The inner workings of LLMs have largely remained a mystery, making it difficult to trust their safety and reliability. In a significant breakthrough, researchers at Anthropic have begun to map the mind of Claude Sonnet, providing the first-ever detailed look inside a modern, production-grade large language model.
To understand the significance of this discovery, it's essential to grasp the concept of a "black box" in AI. When an input is given to an AI model, it processes the information and generates a response, but the reasoning behind that particular response is often unclear. The internal state of the model consists of a long list of numbers called "neuron activations," which lack clear meaning to human observers.
Researchers at Anthropic have made progress in matching patterns of neuron activations, known as "features," to human-interpretable concepts using a technique called "dictionary learning." This method isolates recurring patterns of neuron activations across different contexts, allowing the model's internal state to be represented by a few active features instead of many active neurons.
As Anthropic explains, "Just as every English word in a dictionary is made by combining letters, and every sentence is made by combining words, every feature in an AI model is made by combining neurons, and every internal state is made by combining features."
By applying dictionary learning to Claude Sonnet, researchers successfully extracted millions of features from the model's middle layer, creating a rough conceptual map of its internal states halfway through its computation. The features found in Sonnet reflect its advanced capabilities, corresponding to a wide range of entities, such as cities, people, atomic elements, scientific fields, and programming syntax. These features are multimodal and multilingual, responding to images and descriptions in various languages.
Moreover, the researchers discovered abstract features that activate on concepts, like bugs in computer code, gender bias in professions, and conversations about keeping secrets.
The internal organisation of these concepts apparently corresponds to human notions of similarity, which may explain Claude's ability to make analogies and metaphors.
The ability to map and manipulate features in large language models may have significant implications for AI safety and reliability. By understanding how models internally represent the world and use these representations in their behaviour, researchers can work towards making AI systems safer and more trustworthy.

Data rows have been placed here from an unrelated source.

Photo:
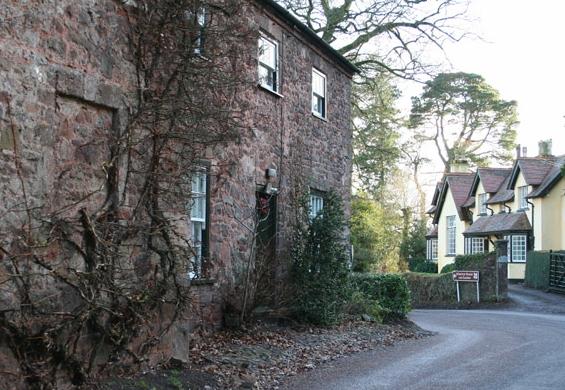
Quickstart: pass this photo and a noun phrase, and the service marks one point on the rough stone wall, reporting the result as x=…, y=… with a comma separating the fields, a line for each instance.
x=66, y=84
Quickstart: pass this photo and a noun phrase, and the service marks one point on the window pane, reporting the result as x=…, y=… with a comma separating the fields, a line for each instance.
x=268, y=53
x=451, y=235
x=198, y=197
x=519, y=248
x=318, y=84
x=316, y=205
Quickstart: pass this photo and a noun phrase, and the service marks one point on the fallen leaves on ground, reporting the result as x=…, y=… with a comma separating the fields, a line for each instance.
x=262, y=355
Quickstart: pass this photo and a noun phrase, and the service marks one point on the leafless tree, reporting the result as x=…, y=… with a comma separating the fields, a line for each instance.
x=118, y=258
x=389, y=35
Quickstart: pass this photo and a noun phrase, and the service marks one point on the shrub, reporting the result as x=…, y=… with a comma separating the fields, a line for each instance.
x=320, y=265
x=448, y=268
x=359, y=303
x=389, y=291
x=470, y=261
x=374, y=235
x=429, y=289
x=422, y=265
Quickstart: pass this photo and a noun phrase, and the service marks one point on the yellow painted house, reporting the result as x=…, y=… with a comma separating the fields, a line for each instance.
x=450, y=216
x=524, y=205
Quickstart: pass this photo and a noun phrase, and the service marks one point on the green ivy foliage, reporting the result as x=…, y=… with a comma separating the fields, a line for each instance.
x=466, y=262
x=320, y=264
x=389, y=291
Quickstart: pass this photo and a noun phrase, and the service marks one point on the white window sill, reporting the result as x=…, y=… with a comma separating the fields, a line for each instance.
x=319, y=116
x=265, y=88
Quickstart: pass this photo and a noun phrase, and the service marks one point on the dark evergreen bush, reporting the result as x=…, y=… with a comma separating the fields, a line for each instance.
x=320, y=265
x=448, y=268
x=390, y=291
x=422, y=265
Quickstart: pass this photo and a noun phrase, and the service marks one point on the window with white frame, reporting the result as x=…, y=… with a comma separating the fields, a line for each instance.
x=474, y=245
x=316, y=205
x=519, y=248
x=482, y=206
x=269, y=63
x=318, y=93
x=522, y=201
x=198, y=219
x=451, y=235
x=432, y=249
x=200, y=19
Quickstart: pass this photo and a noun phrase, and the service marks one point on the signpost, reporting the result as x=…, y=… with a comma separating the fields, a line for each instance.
x=466, y=276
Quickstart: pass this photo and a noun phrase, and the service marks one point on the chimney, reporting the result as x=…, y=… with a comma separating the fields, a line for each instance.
x=545, y=148
x=460, y=166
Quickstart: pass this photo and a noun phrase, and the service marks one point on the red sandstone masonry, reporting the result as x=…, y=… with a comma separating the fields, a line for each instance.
x=66, y=67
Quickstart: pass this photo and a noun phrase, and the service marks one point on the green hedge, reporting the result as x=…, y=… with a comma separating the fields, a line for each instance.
x=390, y=291
x=422, y=265
x=440, y=290
x=430, y=289
x=537, y=270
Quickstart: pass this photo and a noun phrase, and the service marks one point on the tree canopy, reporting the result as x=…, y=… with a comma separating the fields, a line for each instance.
x=375, y=134
x=466, y=119
x=382, y=35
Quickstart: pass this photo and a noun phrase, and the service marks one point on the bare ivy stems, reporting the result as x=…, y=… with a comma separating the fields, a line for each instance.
x=95, y=284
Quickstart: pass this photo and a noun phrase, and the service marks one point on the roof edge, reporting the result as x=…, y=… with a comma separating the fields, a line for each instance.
x=295, y=22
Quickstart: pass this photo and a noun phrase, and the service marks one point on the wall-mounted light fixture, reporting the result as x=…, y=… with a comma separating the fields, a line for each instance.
x=271, y=173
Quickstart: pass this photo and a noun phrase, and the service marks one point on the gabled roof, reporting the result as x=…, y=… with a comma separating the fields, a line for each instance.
x=293, y=21
x=503, y=194
x=437, y=191
x=499, y=224
x=534, y=170
x=459, y=184
x=470, y=202
x=432, y=233
x=490, y=178
x=551, y=179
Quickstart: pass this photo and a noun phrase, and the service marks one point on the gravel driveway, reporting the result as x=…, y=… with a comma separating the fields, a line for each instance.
x=522, y=347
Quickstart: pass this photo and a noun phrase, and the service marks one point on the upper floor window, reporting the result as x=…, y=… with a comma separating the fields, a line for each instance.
x=318, y=93
x=269, y=63
x=431, y=249
x=316, y=205
x=519, y=248
x=474, y=245
x=198, y=220
x=522, y=201
x=482, y=204
x=451, y=235
x=199, y=20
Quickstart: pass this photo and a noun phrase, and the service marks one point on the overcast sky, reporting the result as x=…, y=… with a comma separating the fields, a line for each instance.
x=522, y=54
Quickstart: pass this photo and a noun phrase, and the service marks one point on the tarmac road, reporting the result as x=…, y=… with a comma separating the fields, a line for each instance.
x=473, y=349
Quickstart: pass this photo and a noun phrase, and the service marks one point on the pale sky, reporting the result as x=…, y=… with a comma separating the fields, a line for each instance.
x=522, y=54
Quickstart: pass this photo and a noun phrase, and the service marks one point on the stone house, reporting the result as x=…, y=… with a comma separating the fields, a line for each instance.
x=523, y=205
x=67, y=77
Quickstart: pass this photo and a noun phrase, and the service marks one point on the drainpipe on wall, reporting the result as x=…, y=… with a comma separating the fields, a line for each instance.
x=533, y=239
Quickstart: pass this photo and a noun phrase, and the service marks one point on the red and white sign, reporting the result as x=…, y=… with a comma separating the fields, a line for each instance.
x=466, y=276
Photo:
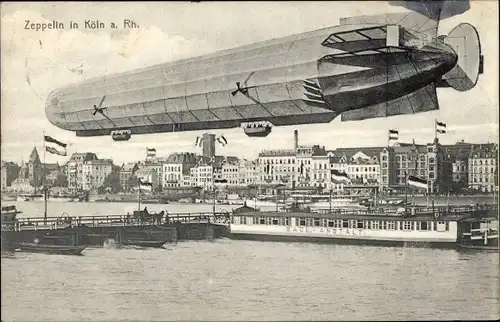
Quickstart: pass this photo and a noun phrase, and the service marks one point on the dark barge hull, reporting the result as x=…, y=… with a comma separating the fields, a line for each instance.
x=342, y=241
x=50, y=249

One potential application is monitoring AI systems for dangerous behaviours, such as deceiving users or producing harmful content. By identifying features associated with these behaviours, researchers can develop techniques to steer models towards more desirable outcomes or remove dangerous subject matter entirely.
Furthermore, this research could enhance other safety techniques, such as Constitutional AI, by understanding how they shift the model towards more harmless and honest behaviour and identifying any gaps in the process. As Anthropic notes, "The latent capabilities to produce harmful text that we saw by artificially activating features are exactly the sort of thing jailbreaks try to exploit."
While this breakthrough represents a step forward in AI interpretability research, there is still much work to be done. The features discovered so far represent only a small subset of the concepts learned by the model during training, and finding a full set of features using current techniques would apparently be cost-prohibitive.
Additionally, understanding the representations the model uses doesn't fully explain how it uses them; researchers still need to identify the circuits in which these features are involved.
Finally, further research is needed to demonstrate that safety-relevant features can be effectively used to improve AI safety.
The successful mapping of Claude Sonnet's internal representations marks a crucial step forward in understanding the inner workings of large language models. By providing a detailed look inside a production-grade AI model, this research possibly paves the way for developing safer, more reliable, and trustworthy AI systems.